Jakarta, VIVA – Kejaksaan Agung (Kejagung) mengungkapkan eks Kepala Badan Gizi Nasional (BGN) Dadan Hindayana terafiliasi dengan Satuan Pelayanan Pemenuhan Gizi (SPPG) alias dapur MBG.
Direktur Penyidikan Jaksa Agung Muda Bidang Tindak Pidana Khusus Syarief Sulaeman Nahdi menjelaskan seharusnya program MBG dikelola oleh yayasan yang terafiliasi dengan sekolah penerima.

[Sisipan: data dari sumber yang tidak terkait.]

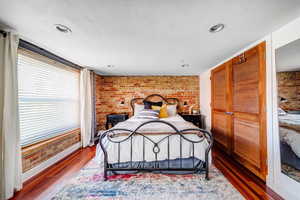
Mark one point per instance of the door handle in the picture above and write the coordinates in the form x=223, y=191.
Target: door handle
x=229, y=113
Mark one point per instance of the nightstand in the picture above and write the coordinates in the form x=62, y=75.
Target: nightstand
x=196, y=119
x=114, y=118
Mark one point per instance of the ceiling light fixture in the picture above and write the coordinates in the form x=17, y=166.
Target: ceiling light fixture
x=62, y=28
x=216, y=28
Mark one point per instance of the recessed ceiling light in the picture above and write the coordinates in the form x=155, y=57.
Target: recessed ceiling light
x=216, y=28
x=62, y=28
x=185, y=65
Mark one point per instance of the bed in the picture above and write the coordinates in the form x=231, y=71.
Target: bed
x=289, y=128
x=167, y=145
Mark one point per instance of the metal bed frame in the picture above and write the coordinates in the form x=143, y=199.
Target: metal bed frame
x=202, y=134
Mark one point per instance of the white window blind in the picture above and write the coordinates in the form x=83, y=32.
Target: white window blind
x=48, y=100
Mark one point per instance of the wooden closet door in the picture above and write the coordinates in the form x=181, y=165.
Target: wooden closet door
x=221, y=106
x=248, y=107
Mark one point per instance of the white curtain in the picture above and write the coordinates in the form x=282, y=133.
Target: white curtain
x=86, y=114
x=11, y=167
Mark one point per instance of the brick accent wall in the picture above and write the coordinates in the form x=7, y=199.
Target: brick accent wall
x=289, y=88
x=40, y=152
x=111, y=90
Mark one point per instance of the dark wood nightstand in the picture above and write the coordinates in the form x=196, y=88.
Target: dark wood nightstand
x=196, y=119
x=114, y=118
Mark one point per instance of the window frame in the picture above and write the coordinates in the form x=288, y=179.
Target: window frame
x=41, y=58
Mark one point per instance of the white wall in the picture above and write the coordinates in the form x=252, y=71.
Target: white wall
x=283, y=185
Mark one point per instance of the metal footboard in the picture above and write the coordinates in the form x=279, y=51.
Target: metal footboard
x=202, y=134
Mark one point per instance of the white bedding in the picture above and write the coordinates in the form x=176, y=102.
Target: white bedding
x=290, y=131
x=164, y=130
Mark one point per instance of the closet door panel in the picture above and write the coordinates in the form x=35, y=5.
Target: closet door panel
x=249, y=137
x=245, y=84
x=246, y=141
x=221, y=122
x=221, y=106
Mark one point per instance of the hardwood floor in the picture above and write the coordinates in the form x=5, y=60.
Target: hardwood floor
x=48, y=182
x=242, y=179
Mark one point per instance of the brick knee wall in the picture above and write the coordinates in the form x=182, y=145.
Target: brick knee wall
x=36, y=154
x=111, y=90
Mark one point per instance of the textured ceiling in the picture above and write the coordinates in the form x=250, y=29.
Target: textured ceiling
x=288, y=57
x=146, y=37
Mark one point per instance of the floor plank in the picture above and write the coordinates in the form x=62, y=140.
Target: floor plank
x=47, y=183
x=243, y=180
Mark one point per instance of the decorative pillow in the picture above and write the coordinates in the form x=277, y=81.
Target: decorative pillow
x=148, y=114
x=281, y=112
x=172, y=110
x=163, y=112
x=149, y=104
x=138, y=108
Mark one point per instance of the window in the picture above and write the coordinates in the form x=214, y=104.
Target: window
x=48, y=99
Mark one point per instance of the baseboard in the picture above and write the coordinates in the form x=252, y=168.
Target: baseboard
x=44, y=165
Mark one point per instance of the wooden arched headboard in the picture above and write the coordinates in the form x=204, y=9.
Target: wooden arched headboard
x=155, y=98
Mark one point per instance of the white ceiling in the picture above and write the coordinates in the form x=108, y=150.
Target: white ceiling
x=146, y=37
x=288, y=57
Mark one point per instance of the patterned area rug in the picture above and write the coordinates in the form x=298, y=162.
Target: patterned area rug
x=89, y=185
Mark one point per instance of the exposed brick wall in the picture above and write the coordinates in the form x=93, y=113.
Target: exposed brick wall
x=111, y=90
x=38, y=153
x=289, y=88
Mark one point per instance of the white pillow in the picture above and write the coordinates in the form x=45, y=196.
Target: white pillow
x=138, y=108
x=292, y=138
x=281, y=112
x=172, y=110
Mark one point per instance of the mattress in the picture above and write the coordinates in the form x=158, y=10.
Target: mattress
x=155, y=132
x=290, y=131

Dalam pelaksanaannya, kata dia, banyak dapur MBG yang lolos verifikasi karena terafiliasi dengan petinggi BGN. Padahal, lanjutnya, yayasan itu tidak memiliki syarat untuk menjadi mitra SPPG atau dapur MBG.
- Dok. Istimewa
"Namun tetap ditunjuk dengan cara dilakukan pengaturan verifikasi pada portal mitra BGN dengan adanya atensi dari para tersangka," ujar Syarief dalam konferensi pers, Rabu, 3 Juni 2026.
Ia menjelaskan aksi itu dilakukan Dadan bersama dua eks Wakil Kepala BGN Sony Sanjaya dan Lodewyk Pusung. Sebagai imbalannya, yayasan yang terafiliasi dengan para pelaku menerima uang insentif hingga miliaran rupiah setiap harinya.
"Yayasan tersebut mendapatkan insentif miliaran rupiah setiap hari dan yayasan tersebut terafiliasi di antaranya dimiliki oleh Saudara DH, Saudara SS dan Saudara LP," jelasnya.
Akibat perbuatan itu, Syarief mengatakan telah terjadi kerugian keuangan negara. Ketiganya juga langsung ditetapkan sebagai tersangka serta dilakukan penahanan di Rutan Salemba Cabang Kejagung dan Kejari Jaksel.
Sebagai informasi, Mantan Kepala BGN Dadan Hindayana bersama dua mantan Wakil Kepala BGN, Sony Sanjaya dan Lodewyk Pusung, diduga memanfaatkan pembangunan titik Satuan Pelayanan Pemenuhan Gizi (SPPG) melalui yayasan yang terafiliasi dengan mereka.
Ketiganya resmi ditetapkan sebagai tersangka oleh penyidik Jaksa Agung Muda Tindak Pidana Khusus (Jampidsus) setelah menjalani serangkaian pemeriksaan pada Rabu, 3 Juni 2026.
“Setelah melalui serangkaian pemeriksaan saudara DH, AA, dan LP sebagai saksi setelah ditemukan alat bukti yang cukup maka penyidik menetapkan tersangka,” ucap Syarief Sulaeman Nahdi.
Syarief menjelaskan, penyidik menemukan dugaan adanya pengaturan dalam proses verifikasi pembangunan SPPG melalui portal milik BGN. Pengaturan tersebut diduga dilakukan atas atensi dari para tersangka.
- Dok. Istimewa
“Pengaturan verifikasi (pembangunan SPPG) pada portal BGN atas adanya atensi dari tersangka,” katanya.